Fed Grapples with Inflation vs. Growth in Interest Rate Decision
The Federal Reserve's preferred inflation measure was mostly stable in September, possibly paving the way for an anticipated interest rate cut. While inflation exceeds the Fed's 2% target, weak hiring and slow economic growth may lead to reduced rates to encourage borrowing. Consumer spending, though modest, remained resilient.
- Country:
- United States
In September, the Federal Reserve's preferred gauge of inflation showed minimal change, potentially setting the stage for an expected interest rate cut in the coming week.
The Commerce Department reported a 0.3% rise in prices from August, mirroring the previous month's increase. Notably, core prices, excluding food and energy, also rose 0.2% for the month. This steady pace, if maintained, could align with the Fed's 2% annual inflation target.

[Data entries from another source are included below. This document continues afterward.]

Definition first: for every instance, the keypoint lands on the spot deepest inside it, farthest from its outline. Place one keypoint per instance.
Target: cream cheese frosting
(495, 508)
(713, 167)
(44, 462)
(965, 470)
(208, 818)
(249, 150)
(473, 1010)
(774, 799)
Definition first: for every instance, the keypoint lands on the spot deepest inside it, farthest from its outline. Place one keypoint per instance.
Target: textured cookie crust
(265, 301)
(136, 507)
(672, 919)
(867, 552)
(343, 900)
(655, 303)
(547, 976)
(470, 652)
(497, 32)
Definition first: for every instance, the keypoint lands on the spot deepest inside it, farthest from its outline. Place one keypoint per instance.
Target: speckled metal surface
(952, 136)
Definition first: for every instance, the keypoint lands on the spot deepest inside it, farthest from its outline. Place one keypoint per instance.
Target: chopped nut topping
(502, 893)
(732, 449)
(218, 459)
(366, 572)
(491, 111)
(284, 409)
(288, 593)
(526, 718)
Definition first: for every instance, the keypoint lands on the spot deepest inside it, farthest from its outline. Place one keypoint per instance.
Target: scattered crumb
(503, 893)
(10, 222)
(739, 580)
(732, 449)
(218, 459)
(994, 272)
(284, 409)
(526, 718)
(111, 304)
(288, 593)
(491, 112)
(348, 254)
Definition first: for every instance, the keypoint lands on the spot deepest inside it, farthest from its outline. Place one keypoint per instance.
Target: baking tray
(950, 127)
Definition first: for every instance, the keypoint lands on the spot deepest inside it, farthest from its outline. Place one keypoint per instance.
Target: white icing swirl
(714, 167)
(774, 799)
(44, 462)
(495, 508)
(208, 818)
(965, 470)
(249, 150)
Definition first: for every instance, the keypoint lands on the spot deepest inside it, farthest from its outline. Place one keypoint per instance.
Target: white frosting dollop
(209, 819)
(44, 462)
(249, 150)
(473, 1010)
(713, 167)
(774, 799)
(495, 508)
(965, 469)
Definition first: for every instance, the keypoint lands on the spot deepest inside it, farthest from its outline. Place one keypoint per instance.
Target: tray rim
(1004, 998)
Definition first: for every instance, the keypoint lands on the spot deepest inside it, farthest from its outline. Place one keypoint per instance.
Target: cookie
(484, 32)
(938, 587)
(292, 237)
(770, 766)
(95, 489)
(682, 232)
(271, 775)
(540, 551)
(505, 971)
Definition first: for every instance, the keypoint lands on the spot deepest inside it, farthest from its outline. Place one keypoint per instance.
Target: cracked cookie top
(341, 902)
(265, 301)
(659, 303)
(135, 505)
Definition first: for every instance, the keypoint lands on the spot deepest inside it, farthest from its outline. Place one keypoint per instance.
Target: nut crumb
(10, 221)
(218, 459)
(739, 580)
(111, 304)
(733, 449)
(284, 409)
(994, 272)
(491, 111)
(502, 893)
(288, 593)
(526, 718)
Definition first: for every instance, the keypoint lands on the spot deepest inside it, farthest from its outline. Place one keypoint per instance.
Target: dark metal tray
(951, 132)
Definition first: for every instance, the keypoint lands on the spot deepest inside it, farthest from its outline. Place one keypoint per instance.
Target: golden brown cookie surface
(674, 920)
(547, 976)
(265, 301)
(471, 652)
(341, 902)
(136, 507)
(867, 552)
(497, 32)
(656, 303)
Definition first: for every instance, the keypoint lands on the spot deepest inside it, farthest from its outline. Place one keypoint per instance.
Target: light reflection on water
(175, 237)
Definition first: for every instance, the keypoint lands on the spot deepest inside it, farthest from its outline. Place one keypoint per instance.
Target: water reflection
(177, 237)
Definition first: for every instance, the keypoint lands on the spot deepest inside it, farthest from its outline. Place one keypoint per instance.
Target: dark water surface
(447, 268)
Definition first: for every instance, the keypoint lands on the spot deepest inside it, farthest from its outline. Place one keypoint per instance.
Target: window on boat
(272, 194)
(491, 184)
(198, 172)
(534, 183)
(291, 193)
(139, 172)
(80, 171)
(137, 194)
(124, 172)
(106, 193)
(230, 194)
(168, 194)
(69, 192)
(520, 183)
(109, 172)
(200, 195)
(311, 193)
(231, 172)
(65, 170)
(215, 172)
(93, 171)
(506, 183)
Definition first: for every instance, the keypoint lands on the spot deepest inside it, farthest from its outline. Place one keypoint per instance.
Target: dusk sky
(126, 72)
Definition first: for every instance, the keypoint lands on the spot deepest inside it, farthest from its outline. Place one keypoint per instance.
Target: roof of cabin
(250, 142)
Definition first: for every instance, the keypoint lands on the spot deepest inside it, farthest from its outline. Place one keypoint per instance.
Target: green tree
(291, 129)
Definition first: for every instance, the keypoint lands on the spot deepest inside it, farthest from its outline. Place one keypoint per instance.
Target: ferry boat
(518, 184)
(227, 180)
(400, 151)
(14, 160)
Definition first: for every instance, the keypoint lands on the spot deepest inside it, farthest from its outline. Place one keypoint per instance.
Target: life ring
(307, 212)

Overall, annual inflation was recorded at 2.8%, a slight increase from August's 2.7%, while core prices saw a small annual decline to 2.8%. The data support a possible interest rate reduction at the Fed's upcoming December meeting. Despite inflation surpassing the 2% target, sluggish job growth and moderate economic expansion suggest more subdued price gains ahead. Consumer spending grew but at a slower 0.3% in September, hinting at consumer resilience amidst pricing pressures.